The CACA CUP guidelines suggest hierarchical management and precision treatment (Figure 2). The recommended treatment procedures are as follows: (1) Comprehensive assessment, involving evaluation of the pathological type of the patient (adenocarcinoma, squamous cell carcinoma, neuroendocrine tumor, germ cell tumor, sarcoma, and other types) and the extent of the lesion (specific sites and limited lesions, or multiple sites and extensive lesions). (2) Therapeutic goal setting, involving local control to achieve cure or amelioration of symptoms, and prolonged survival. (3) Personalized treatment, (a) radical treatment should be the goal for patients with localized lesions at specific sites: for single lesions or a limited number of independent lesions, complete resection is recommended; for single large lesions, single lesions with clear external invasion, or limited multi-lesion fusions, resection after chemoradiotherapy is recommended; for inoperable superficial lesions or deep lesions, such as those in the liver, lung, or brain, radiation and interventional therapy can be considered; reasonable combinations of radiotherapy and chemotherapy, as well as adjuvant chemotherapy after surgery or interventional therapy. (b) For patients with extensive lesions at multiple sites: drug therapy should be the main treatment, and whole process management should be performed, including evidence-based medication according to pathological types; targeted therapy according to gene specificity; clinical studies of new drugs; and symptom management, including pain relief, nutrition, psychology, moderate exercise, or traditional Chinese medicine.
Specific treatment
Molecular classification tools are gradually maturing, and techniques such as gene expression profiling, epigenomics, microRNA analysis, and liquid biopsy have been applied in the diagnosis of primary sites of CUP, thus bringing hope for the development of specific treatments for CUP. In contrast to the non-specificity of traditional chemotherapy, specific treatments for CUP have become a major focus in CUP clinical research, including organ-specific treatment based on tumor tissue origin gene detection, and target-specific treatment based on NGS. However, determination of the origin of tumor tissue has not been demonstrated to further optimize treatment and prolong survival in CUP13–15. A meta-analysis has found that patients with CUP receiving organ-specific chemotherapy tend to benefit from empirical chemotherapy, but the difference was not statistically significant (P = 0.06)16,17, thus implying that estimation of the primary site according to the metastatic pattern, IHC histological findings, and genetic mutation and molecular analysis might have minimal effects on patient survival. The main reasons for this lack of influence might be the accuracy of primary disease tracking methods; differences in populations and intervention methods among clinical trials; and the lack of large-scale randomized prospective clinical trials. Therefore, specific treatment is not a routine clinical recommendation in the NCCN, ESMO, CACA, and other guidelines. The first prospective randomized controlled phase III clinical study (NCT03278600) evaluating the efficacy of specific treatments for patients with CUP according to tumor tissue origin is underway. If the results are positive, the standard of care for CUP with unfavorable prognosis is expected to substantially change, and new revisions to the guidelines are likely to be warranted.

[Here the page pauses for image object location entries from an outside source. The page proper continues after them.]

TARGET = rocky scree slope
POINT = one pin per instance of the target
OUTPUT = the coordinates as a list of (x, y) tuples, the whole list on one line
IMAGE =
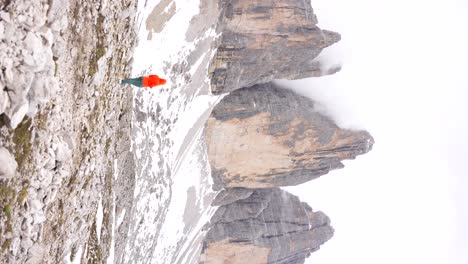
[(265, 40), (273, 137), (65, 126)]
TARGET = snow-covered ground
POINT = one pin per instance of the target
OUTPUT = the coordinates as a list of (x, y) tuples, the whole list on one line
[(173, 183)]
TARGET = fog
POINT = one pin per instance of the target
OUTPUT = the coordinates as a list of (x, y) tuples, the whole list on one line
[(404, 79)]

Molecular targeted therapy
In a comprehensive study of 200 CUP specimens, the use of a hybrid-capture-based NGS assay has enabled the identification of at least 1 potentially targetable genomic alteration in 85% of the CUP specimens18. Genomic alterations (including variants of unknown significance) have been found in approximately 90% of blood-derived cell-free DNA samples from evaluable patients with CUP (n = 1,931)19. However, high frequency instructive targets for CUP have been reported. Whether target-specific therapy based on NGS testing would benefit patients with CUP remains unclear. Given that tissue- and blood-based NGS testing can provide a potentially effective treatment option for patients with CUP, the guidelines still advocate NGS testing for tumor tissue, and, when tumor tissue is not available, liquid biopsies can be performed on circulating tumor cells and ctDNA from patient blood. No targeted drugs for the treatment of CUP are currently approved. However, a series of pancancer-targeted drugs based on specific genetic changes have been approved, thus overcoming the limitations of tumor location and promising the start of a new chapter in the anti-tumor treatment of CUP. Crucially, the efficacy of targeted drugs widely varies across cancer types, and the value of these drugs in CUP if the tissue origin is not identified is uncertain. The most striking example of this phenomenon is the varying responses of different tumor types to BRAF inhibitors, ranging from high response in BRAF V600E mutated melanoma to a complete lack of activity in BRAF V600E mutated colorectal cancer. To date, the documented response of patients with CUP to targeted therapies has been limited to anecdotal descriptions of case reports. Similarly, evidence from several basket trials examining advanced metastatic cancer, including a subset of patients with CUP is weak.
Immunotherapy
In 2022, pembrolizumab was first reported to exhibit good antitumor activity in phase II clinical studies of patients with advanced CUP. In addition, results from a multicenter phase II study (NivoCUP) have indicated that nivolumab has elevated clinical efficacy in CUP with high expression of programmed death ligand 1 (PD-L1), high tumor mutational burden, and high microsatellite instability. Thus, CUP is an immune hot tumor, and biomarkers for predicting immune efficacy can indicate the benefits of immunotherapy and further improve treatment efficacy. In contrast, on the basis of the estimated origin of the tissue, no significant difference in efficacy has been observed among tumor subgroups20. Therefore, immunotherapy may be a future option for patients with CUP with poor prognosis. At present, several related clinical studies are in progress, which are expected to provide further evidence of the immunotherapy and efficacy evaluation of CUP.
Perspective
Increasing knowledge of cancer biology enables more accurate classification, diagnosis, and prognosis assessment, and provides guidance for tailoring specific treatments. However, the data for CUP are largely preliminary. CUP is a group of heterogeneous metastatic tumors with complex biological characteristics, whose heterogeneity is determined by many factors, such as genetics, the transcriptome, and the microenvironment. In the future, comprehensive analysis of CUP, incorporating genomics, transcriptomics, epigenomics, proteomics, and immunomics, will facilitate multi-level and overall understanding of the pathogenesis of CUP, and consequently provide basic understanding to guide clinical practice.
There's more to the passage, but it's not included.